Once Bill and Katy had moved on, events in her life posed some challenges that opened new doors to her future. Her marriage ended, and two years later, in June 2006, she was diagnosed with breast cancer. "It really kicked me in the pants. I had surgery, and went through chemotherapy. I think one of the hardest things I went through was losing my hair. Then I underwent radiation for six weeks. At first that was going to be a challenge, because I had to go to Plattsburgh. As a single person I knew I had to keep working through all of this. And I had so many friends ask if there was anything they could do to help. My good friend Kathy Hogan set up a calendar, called Rides for Helen. In three days she called me and said, 'You're all set. Thirty people had signed up. Every single day they are going to pick you up and drive you to Plattsburgh and bring you home.'

"I found it so overwhelming that people would give up their time to do that. It was such a gift. In our everyday lives we're lucky if we have ten minutes to talk to a friend. And through this period of time, I had an hour ride to Plattsburgh, then treatment, and an hour ride back. And just as I'd be saying, 'Thank you very much,' the person who was giving me the ride was thanking me ... people truly wanted to help. It's a testament to the bonds we form here in Saranac Lake, the unbelievable sense of community here.

"I had been through the fire, and I decided that cancer wasn't going to touch my spirit." She only missed two days of work during that time. "Going to work kept me in the normal world. A person with cancer often finds themselves isolated, and feeling that the ordinary world without cancer is not accessible to them. You feel like you're in a shadowland. My students and friends were so good to me, so supportive, it was truly a blessing."


Forging a future

And life goes on. When asked how she met her husband Joe McPhillips, she said, "In 2008 Joe and I met through eHarmony. Joe was curious about the profile photograph of me playing a guitar in front of a house. One of the first questions he emailed me was, 'Do you really play the guitar?' And that started the questions back and forth through email. He'd gotten my interest because he said he'd been a single parent, raising two boys, and that was a priority in his life. That was all very intriguing to me. We exchanged phone calls, then decided to meet in person in Lake Placid. Joe suggested we both bring pictures of our kids ... a true open door to conversation. We walked around Mirror Lake, and went to a concert that evening at BluSeed. There's really something about live music, how it brings people togetherand we knew something special had begun."

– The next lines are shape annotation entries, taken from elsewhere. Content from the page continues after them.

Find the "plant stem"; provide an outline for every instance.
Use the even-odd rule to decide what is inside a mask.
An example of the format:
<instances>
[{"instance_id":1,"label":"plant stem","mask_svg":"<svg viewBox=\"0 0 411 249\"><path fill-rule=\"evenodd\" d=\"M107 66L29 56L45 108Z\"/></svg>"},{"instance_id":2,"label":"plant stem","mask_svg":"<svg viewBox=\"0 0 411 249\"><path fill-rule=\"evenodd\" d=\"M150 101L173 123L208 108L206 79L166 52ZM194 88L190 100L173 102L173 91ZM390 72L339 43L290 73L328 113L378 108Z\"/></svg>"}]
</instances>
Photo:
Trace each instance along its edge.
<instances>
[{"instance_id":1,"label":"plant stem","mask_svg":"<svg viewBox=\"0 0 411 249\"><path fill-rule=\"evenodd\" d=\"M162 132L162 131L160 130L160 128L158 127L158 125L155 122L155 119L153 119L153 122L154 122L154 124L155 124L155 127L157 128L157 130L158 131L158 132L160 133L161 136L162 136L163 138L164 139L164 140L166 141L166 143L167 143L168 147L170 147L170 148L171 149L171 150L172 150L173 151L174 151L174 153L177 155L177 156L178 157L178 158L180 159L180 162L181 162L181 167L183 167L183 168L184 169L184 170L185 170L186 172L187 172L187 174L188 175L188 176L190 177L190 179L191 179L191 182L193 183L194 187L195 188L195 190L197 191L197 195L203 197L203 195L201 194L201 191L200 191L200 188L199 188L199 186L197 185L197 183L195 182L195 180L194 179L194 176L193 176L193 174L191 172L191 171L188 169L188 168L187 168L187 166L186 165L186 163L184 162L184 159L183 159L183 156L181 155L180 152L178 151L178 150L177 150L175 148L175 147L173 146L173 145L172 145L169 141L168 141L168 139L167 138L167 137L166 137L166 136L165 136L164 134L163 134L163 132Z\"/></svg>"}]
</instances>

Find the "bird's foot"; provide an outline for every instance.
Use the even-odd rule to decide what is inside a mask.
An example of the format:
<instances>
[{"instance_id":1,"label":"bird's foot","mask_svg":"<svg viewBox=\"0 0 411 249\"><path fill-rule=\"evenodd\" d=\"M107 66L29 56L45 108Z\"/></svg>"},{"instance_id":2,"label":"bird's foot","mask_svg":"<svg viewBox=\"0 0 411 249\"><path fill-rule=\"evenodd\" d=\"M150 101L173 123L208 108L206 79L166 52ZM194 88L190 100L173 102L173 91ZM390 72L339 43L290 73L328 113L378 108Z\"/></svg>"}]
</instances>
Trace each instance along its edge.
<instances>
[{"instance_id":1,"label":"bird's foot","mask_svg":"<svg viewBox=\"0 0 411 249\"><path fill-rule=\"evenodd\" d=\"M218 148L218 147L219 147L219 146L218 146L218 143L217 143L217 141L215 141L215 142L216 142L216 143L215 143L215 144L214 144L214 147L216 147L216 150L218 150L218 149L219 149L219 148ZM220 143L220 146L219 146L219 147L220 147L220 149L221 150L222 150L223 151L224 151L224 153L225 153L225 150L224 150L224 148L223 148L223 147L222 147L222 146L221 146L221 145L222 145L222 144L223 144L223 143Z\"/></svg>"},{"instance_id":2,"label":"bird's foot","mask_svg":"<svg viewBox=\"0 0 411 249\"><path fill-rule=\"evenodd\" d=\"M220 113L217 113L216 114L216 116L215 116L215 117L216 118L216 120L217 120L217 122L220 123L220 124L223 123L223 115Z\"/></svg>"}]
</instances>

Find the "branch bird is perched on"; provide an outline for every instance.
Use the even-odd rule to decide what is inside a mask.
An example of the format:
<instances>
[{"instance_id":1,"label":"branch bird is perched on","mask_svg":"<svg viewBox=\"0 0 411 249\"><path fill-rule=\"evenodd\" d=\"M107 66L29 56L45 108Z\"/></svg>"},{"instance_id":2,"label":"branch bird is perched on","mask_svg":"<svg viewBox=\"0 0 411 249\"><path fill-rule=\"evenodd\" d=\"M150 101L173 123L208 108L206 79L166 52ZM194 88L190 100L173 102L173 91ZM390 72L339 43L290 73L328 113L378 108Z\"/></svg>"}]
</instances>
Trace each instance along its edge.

Joe and Helen married in July 2010 at Helen's home on Osgood Pond in Paul Smiths.

These days Helen is opening another door, this time to her post-SLHS choral director years. She has a remarkable son, daughter in law and grandson in Park City, Utah, who she wants to be free to spend time with. She has a new husband who lives in South Glens Falls she wants to spend time with. And she has her delightful daughter across the lake in Burlington, Vt.

She knows better than most the value of spending time with family. She is still performing with ADK Jazz, and says, "One of the things I would like to do next is contact Paul Smith's College and North Country Community College and propose starting a chorus for college students and adults from our community."

What new doors may open if she succeeds at that plan? The shy girl from Seoul, Korea, and Rome, N.Y. has certainly had her share of opening doors for her Adirondack community. There is no doubt that whatever she does, it will bring musical magic to us all.